中空に吠える犬

ツネち

第1話 「春の昼下がり」

「そういえばさぁ、飼い犬が突然何もない所に向かって吠えたりする事ってあるじゃん。

あれ、何でか知ってる?」



 多くの生徒で賑わいをみせる学生食堂。

ランチ後のまったりとしたひと時。


 いつものお喋りタイムに興じる私達に、友人の由香ゆかが唐突にこんな話題を切り出してきた。



「あ、知ってる〜! なんか人間には感知出来ない電磁波が何たら、とかいうやつでしょ〜?知らんけど〜」



 もう1人の友人の陽菜はるなが間延びした声で話題に乗ってくる。



「あんたは関西人かwww でね、その電磁波って実は霊が出してる波動と同じらしいの。だから犬が何もない所に向かって吠えてるのは霊に向かって吠えてるのかもしれないんだって! ねぇ瑞樹みずき、怖くない?」



 (はぁ、やっぱりそっちの話か……)



「別に。犬が何もない所に吠えるなんて珍しくもないし」



 私は興味なさげに答える。



「瑞樹んとこ、こむちゃんいるじゃん、やっぱそういう事ってあったりするんだ? もしかしたら、そん時オバケ出てるかもよ〜?」


「こむこむ、めっちゃ可愛いよね〜♡

ね、今度瑞樹んち遊びに行っていい?」



 私が飼っている犬、こむぎを引き合いに出して私を怖がらせようとする由香に対して、とことん天然マイペースな陽菜。

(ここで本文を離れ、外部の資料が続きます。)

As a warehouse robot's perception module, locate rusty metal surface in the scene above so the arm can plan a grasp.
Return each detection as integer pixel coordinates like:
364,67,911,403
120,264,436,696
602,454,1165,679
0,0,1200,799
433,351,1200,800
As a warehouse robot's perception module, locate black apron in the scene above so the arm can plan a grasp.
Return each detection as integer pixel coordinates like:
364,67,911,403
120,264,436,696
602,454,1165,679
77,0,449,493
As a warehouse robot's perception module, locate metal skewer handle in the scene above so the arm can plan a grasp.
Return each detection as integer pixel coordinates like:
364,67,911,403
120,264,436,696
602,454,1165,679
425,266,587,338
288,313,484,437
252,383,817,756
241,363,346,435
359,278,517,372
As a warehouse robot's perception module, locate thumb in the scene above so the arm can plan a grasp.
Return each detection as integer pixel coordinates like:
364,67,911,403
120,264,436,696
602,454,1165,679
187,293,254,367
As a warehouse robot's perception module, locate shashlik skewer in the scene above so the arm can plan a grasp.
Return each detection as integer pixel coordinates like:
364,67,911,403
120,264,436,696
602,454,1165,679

「はいはい、どうしてもそっち方面に持って行きたい訳ね。ちなみにその電磁波ってUV波って言うらしいんだけど、霊が現れる時の波動がUV波と同じなんて実際何の根拠もないんだよ?」


「え〜? それじゃつまんないじゃ〜ん!」



 食い下がる由香。



「UV波って、なんか日焼けしそうな名前だね〜」



 素でボケる陽菜。



「いや、つまんないとかじゃなくて……」



 ……キーンコーン……



 予鈴が鳴った所でお喋りタイムはお開きになり、私は内心でホッとしていた。


 平静を装ってはいたものの、その実私はしっかり怖がっていたのだ。


 ……正確には由香の話を聞いてではなく、しばらく前から……


 一年前、大学生になった私は実家を離れて一人暮らしを始める際、進学祝い兼一人暮らしのお供にと両親にお願いし、プレゼントされた室内犬を飼い始めた。それがこむぎである、


 そのこむぎが最近何もない所に向かって吠える事が多く、気になってネット検索をしてみた所、例の由香の言う話を見つけてしまったのだ。


 そういう話がまるでダメな私は、霊が見えている説に科学的根拠がない事や他の現実的な説を見つけては、そちらを信じる事にしていた……していたのに……由香のやつ……!


 由香はこういったオカルト話に目がなく、どこかでネタを見つけてはしょっちゅう話題に出してくる。


 オマケにどうも私が実は怖がりなのを見抜いているふしがあり、事あるごとに私を怖がらせようとしてくるのだ。



 (よりにもよって最近私が意識してた話をピンポイントで突いてくるなんて……せっかく気にしないようにしてたのに……由香のやつ、どこかで私の行動を見てるんじゃないよね?)



 気にしないと言いつつも意識してる時点で実際は気にしているのだが、そんな事は棚に上げて心の中で由香に当たり散らしながら、私は席を立った。